Re: [BLD] Data types and IRIs (was: Re: Action 299 - removing sorts)

> Dave Reynolds wrote:
> > 
> > I'm not convinced we should be treating rif:iri as a datatype.
> 
> Is it right that typed constants have i{} as there only signature? If 
> yes, wouldn't it solve your problem if all IRIs had signature f0{()->i} 
> instead (and thus rif:iri would not be a data type)?

I think this has been resolved -- more or less. Dave's objection was definitional.

> 
> Talking of datatypes, in 2.1.3 (BLD 7/20), "interpretation of primitive 
> datatypes", there is a sentence that I do not understand: Michale, you 
> wrote that "We assume that Dtype in D for each XML data type and that Dt 
> is disjoint from Ds for different XML primitive types s and t". How does 
> that conflict with xsd:long being a subtype of xsd:decimal?

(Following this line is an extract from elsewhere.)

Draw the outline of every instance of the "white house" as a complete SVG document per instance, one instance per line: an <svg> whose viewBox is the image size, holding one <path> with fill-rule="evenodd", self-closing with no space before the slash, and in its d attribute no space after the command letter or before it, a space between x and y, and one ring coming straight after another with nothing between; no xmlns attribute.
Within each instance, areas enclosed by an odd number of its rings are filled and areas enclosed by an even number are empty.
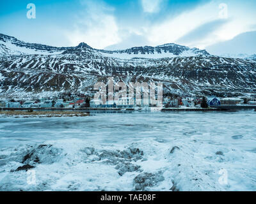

this is old stuff. has been fixed already


> > [[[
> > class TERM
> >     subclass CONST
> >         subclass ConstL
> >             property name: xsd:string [1]
> >         subclass ConstW
> >             property iri: xsd:anyURI
> >         subclass ConstD
> >             property lex: xsd:string
> >             property type: xsd:anyURI
> > ]]]
> 
> Why "name" for ConstL and "lex" for ConstD?
> 
> Also, shouldn't we extend VAR as well?
> [[[
> class TERM
>      subclass Var
>          property name: xsd:string
>          property type: xsd:anyURI
> ]]]
> 
> That is what I do in my strawman for the PR dialect (still being 
> drafted) (see also the declaration of the variable in the example in [1])
> 
> [1] http://lists.w3.org/Archives/Public/public-rif-wg/2007Jul/0114.html
> 
> Last, but not least: since primitive datatypes in BLD are defined by 
> reference to an external specification (xsd), can all datatypes be 
> handled the same way, whether they are primitive or not (and including 
> user-defined ones, e.g. in application data models)?

We now have a precise definition of a primitive data type: lexical space,
value space, and the mapping. Any set of constants that has these
attributes can be treated as a prim DT iin this formalism.